On Wed, 2007-11-28 at 19:59 +0100, James Fuller wrote:
> XML Parser is what I am talking about

OK -- do you want an event-based parser?  Do you want a DOM parser?  Do
you want a simplified tree generator parser?  Do you care about memory
limitations?  Run time?

Does the parser need to be robust against non-compliant XML documents,
or is all the data you will be parsing known to be perfectly conformant
with specs?  Can you take advantage of the fact that all the XML you
need to parse was previously written by your own code in the first
place?  Conversely, are you willing to *always* pay the performance cost
associated with security against complete garbage or carefully crafted
evil in the input stream?

What about parsers that are optimized for particular schema?  (For
example, that parse an XML dump of a relational database back into a
stream of rows to be pushed efficiently into actual RDBMS tables without
having to fit the entire database in memory?)

Most importantly -- are you sure that *any* of us can make all those
decisions for everyone?  Are you sure it's even possible to balance all
these requirements?  Even if we try to handle the "common" cases, who
decides what those are?  I guarantee that HugeBank.com and
MyFamilyWebsite.net have different views of what the common cases are.

> and I would argue that XPATH is
> simple and standard enough to be included as well.

I have used XPath exactly once, ever, and it wasn't really necessary
even then.  For some tasks, yes, it's a standard tool.  But the world is
much, MUCH bigger than that.

> putting it more harshly ... I expect my basic programming language to
> solve my basic problems without having to resort to some layer of
> abstraction in the form of a framework or external module for the
> simplest scenarios.

This view frustrates me.  I want my programming language to provide me
expressive power.  And I certainly do want modules available should I
choose to be Lazy.  But I don't expect that someone in a totally
different business (or hobby) should want the same modules I do.  That's
what CPAN6 is for.  Or task-related bundles, for that matter.
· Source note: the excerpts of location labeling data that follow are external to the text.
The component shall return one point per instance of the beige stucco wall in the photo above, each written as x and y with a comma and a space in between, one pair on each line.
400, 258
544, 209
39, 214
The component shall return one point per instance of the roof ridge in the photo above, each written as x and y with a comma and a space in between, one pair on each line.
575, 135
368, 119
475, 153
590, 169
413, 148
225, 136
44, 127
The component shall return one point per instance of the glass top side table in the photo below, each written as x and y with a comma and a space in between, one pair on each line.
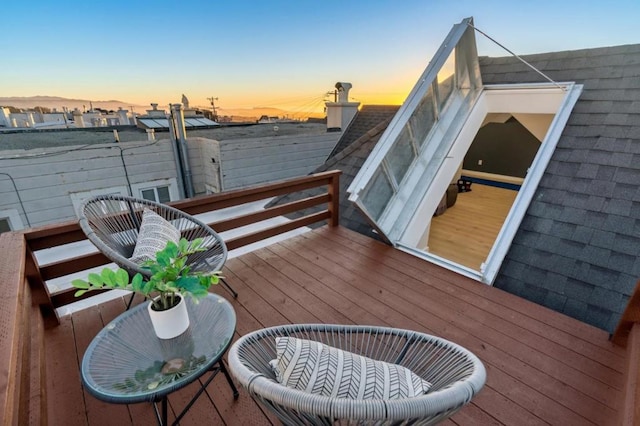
126, 363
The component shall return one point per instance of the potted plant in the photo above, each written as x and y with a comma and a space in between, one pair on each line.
171, 281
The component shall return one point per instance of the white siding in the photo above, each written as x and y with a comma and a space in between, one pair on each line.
45, 182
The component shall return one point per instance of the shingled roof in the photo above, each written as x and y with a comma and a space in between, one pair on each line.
367, 118
363, 133
577, 249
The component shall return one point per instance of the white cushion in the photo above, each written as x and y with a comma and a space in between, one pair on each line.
155, 232
324, 370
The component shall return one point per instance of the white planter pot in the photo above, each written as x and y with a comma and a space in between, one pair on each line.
170, 323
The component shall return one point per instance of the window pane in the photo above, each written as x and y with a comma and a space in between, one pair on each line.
4, 226
423, 118
401, 155
148, 194
163, 194
378, 194
446, 80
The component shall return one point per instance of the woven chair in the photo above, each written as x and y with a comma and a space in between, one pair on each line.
112, 222
455, 373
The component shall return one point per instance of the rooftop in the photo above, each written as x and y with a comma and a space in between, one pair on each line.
542, 366
32, 139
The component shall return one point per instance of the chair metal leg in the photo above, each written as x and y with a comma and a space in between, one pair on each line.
229, 288
226, 374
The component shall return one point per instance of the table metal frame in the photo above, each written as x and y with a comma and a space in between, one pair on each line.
126, 344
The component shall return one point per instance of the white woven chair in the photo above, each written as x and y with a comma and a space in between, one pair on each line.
112, 223
455, 373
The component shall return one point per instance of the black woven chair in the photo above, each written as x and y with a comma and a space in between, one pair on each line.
112, 223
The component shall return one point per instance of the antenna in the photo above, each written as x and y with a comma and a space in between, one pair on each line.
213, 108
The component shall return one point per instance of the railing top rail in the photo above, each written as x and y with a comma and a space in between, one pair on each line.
630, 316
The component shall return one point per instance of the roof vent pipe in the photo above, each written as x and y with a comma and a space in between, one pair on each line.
341, 112
177, 118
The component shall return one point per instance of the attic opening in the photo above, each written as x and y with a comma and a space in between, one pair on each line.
453, 128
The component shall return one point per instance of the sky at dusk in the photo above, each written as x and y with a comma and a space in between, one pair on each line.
278, 53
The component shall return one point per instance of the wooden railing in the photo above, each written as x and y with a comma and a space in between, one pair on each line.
627, 334
27, 307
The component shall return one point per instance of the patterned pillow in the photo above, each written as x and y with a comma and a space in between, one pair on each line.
324, 370
155, 232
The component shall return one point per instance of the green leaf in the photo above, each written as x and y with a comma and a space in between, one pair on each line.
108, 277
171, 250
80, 284
190, 283
136, 282
122, 278
163, 258
183, 245
95, 279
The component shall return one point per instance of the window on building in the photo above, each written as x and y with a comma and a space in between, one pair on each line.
158, 194
431, 143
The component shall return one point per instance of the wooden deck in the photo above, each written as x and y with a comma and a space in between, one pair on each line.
466, 232
542, 367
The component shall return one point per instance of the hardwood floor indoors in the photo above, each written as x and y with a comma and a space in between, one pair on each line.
466, 232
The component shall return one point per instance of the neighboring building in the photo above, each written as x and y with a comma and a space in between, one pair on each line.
570, 236
64, 120
46, 185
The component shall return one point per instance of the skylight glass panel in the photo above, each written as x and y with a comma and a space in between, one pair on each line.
398, 172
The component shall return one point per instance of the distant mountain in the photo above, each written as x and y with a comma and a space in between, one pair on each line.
253, 114
59, 102
238, 114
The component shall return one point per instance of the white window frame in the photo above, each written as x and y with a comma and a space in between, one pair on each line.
78, 197
403, 220
13, 217
174, 193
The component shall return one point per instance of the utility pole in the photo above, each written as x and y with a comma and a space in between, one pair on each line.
213, 108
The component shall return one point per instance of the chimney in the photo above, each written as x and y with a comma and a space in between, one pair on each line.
341, 112
78, 118
122, 116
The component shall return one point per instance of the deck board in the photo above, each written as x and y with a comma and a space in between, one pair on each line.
543, 367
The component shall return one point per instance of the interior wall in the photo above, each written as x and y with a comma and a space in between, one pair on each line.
502, 148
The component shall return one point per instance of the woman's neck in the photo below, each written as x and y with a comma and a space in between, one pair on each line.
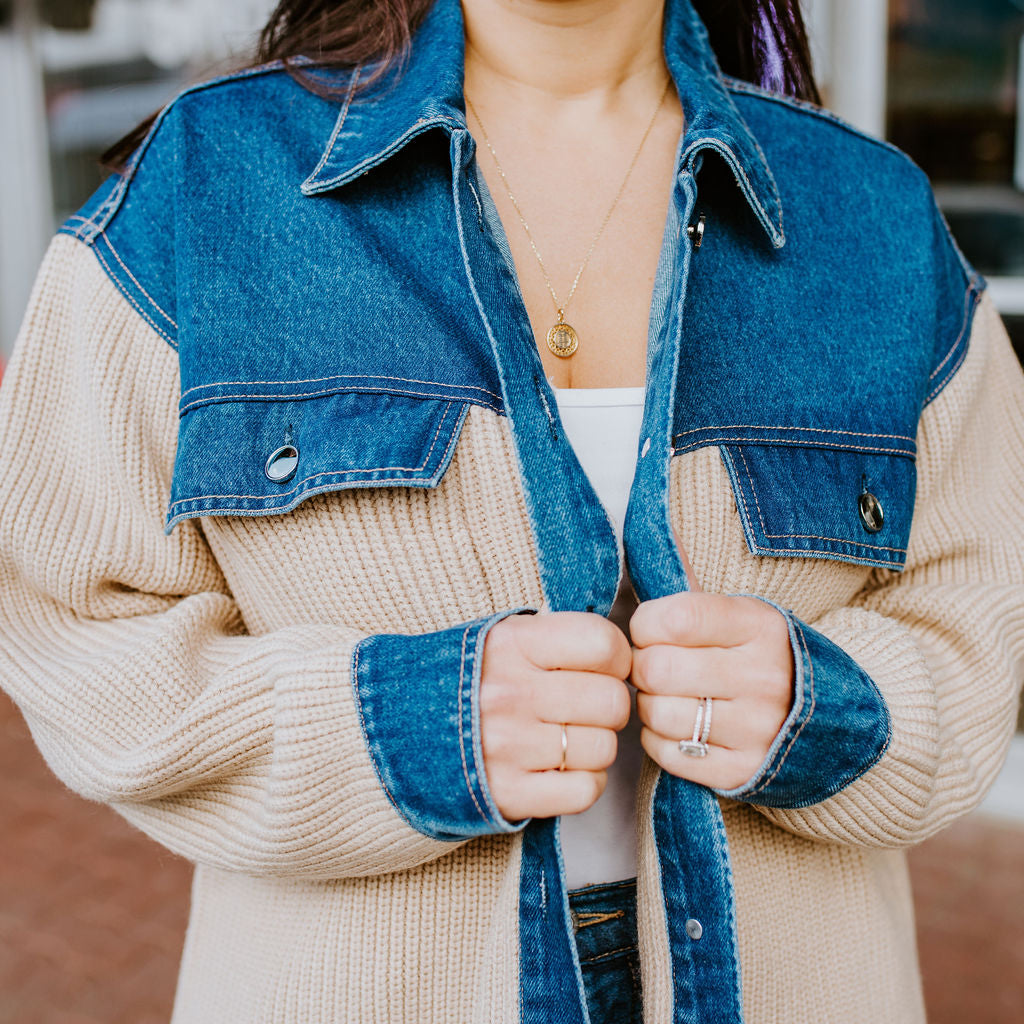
564, 58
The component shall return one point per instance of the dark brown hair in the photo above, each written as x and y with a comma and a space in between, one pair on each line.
760, 41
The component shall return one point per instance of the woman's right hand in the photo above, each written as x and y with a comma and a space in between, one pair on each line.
540, 672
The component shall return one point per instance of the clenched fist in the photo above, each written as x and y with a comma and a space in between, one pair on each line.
541, 673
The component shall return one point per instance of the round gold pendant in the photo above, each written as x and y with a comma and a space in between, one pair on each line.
562, 340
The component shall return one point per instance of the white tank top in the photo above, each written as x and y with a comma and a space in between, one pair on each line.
603, 426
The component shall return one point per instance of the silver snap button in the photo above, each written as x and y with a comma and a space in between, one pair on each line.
282, 465
695, 231
871, 514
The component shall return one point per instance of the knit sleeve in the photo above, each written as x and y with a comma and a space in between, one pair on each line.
943, 641
131, 662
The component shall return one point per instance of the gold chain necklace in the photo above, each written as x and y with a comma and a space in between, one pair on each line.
562, 338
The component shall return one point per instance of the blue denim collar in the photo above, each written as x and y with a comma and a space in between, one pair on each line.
428, 94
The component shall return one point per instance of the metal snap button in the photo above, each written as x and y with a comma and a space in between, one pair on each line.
282, 465
695, 231
871, 513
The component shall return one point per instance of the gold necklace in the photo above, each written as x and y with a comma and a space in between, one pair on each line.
562, 338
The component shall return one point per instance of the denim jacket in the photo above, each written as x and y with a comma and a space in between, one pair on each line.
347, 265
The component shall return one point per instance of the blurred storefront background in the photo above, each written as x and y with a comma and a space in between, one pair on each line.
92, 913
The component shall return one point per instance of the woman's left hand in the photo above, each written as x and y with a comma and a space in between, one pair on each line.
733, 649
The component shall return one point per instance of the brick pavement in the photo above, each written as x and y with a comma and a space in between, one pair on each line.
92, 913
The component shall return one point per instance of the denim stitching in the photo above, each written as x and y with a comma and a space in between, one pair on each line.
810, 712
814, 430
832, 445
607, 955
341, 472
366, 735
804, 537
960, 361
377, 158
880, 561
972, 298
337, 127
952, 348
342, 389
133, 302
740, 174
156, 305
322, 380
462, 739
760, 549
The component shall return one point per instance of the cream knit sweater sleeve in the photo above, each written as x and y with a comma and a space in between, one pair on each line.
943, 640
122, 645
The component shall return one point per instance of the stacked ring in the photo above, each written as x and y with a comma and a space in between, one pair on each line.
697, 745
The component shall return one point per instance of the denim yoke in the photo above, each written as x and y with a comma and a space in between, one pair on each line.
805, 350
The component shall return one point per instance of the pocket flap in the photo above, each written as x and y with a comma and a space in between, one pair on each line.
260, 457
846, 502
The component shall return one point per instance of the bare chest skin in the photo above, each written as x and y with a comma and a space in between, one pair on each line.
564, 193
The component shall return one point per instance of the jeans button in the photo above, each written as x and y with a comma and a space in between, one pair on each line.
282, 465
871, 514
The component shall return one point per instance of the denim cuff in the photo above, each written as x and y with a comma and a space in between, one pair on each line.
838, 728
418, 698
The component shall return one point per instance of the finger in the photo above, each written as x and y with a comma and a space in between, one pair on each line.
540, 748
547, 794
699, 620
694, 672
580, 698
576, 640
675, 718
721, 769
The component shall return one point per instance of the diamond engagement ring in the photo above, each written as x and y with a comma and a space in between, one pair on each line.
697, 747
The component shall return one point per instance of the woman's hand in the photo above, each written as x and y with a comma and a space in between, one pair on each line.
540, 672
733, 649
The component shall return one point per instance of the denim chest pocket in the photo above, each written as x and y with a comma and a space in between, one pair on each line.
264, 454
824, 494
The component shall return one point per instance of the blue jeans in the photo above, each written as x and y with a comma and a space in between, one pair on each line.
605, 924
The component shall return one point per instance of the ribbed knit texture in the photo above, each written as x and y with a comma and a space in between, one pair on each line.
199, 683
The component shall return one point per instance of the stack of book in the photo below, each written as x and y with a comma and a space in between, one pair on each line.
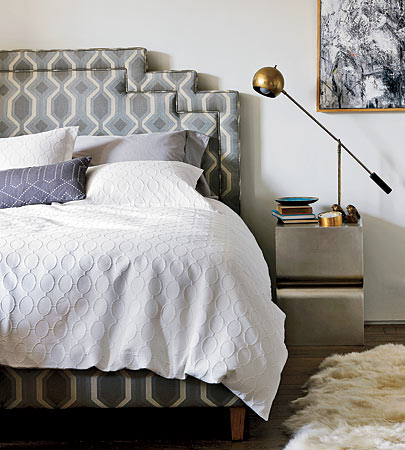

We should not ship CGI *as core*.  We should not ship XML tools *as
core*.  Frankly, I don't think we should ship DBI *as core*, even though
I use databases ever day.  But these APIs should be available easily.
In fact, I expect to be able to intall Bundle::IntarWeb and get them
all, plus all sorts of other useful goodies.

But what if I am (say) wanting to ship a video game written in Perl.
Why should I have to ship all that web-related crap?  But I *will* need
to ship an OpenGL binding.  Which I would guess is totally unimportant
to you, while being vitally important, completely basic, and utterly
standard (XML is for youngin's, dagnabbit) to me.

The Python folks want to ship "batteries included".  I want Perl 6 to
ship a Mr. Fusion Home Energy Reactor and an easy way to download power
adapters.

> I  have a lot of XML in front of me in all projects that I work on in
> every programming context and have had so for the past 3-4 years. I am
> a bit biased, but I can only see more XML for all of us.

Sure.  But the world of XML is not the whole world, just as the world of
English is not the whole world -- despite the great difficulty many of
us have in recognizing that and writing our software accordingly.

> I do not nec. agree with 'a particular grammer is not' part of the
> core ... if that grammar is so common to every problem (like regex is)
> then why not include it?

But that's just it -- it's not common to every problem, only to the
problems *YOU* face.

I don't by any stretch of the imagination intend this to be a personal
attack, by the way.  I'm merely saying that numerous people have made
similar claims about the feature they need every day being rightfully
core.  But in nearly every case, that feature was important to *them*,
and perhaps even a large class of people, but not to *everyone*.

And on occasion, some feature has gotten added to core because it can be
used in many different circumstances, or because it's simply not
possible to efficiently or easily handle the problem without additions
to core.  Hence the reason for the amazingly powerful grammars -- you
can write parsers in Perl 5 regex (and most of us have), but it's
painful, and no amount of tweaking and extending them can make the
massive leap in usability and expressive power that Perl 6 grammars
bring.

With the grammar core in place, XML can be efficiently and easily
handled by modules.  So it should be.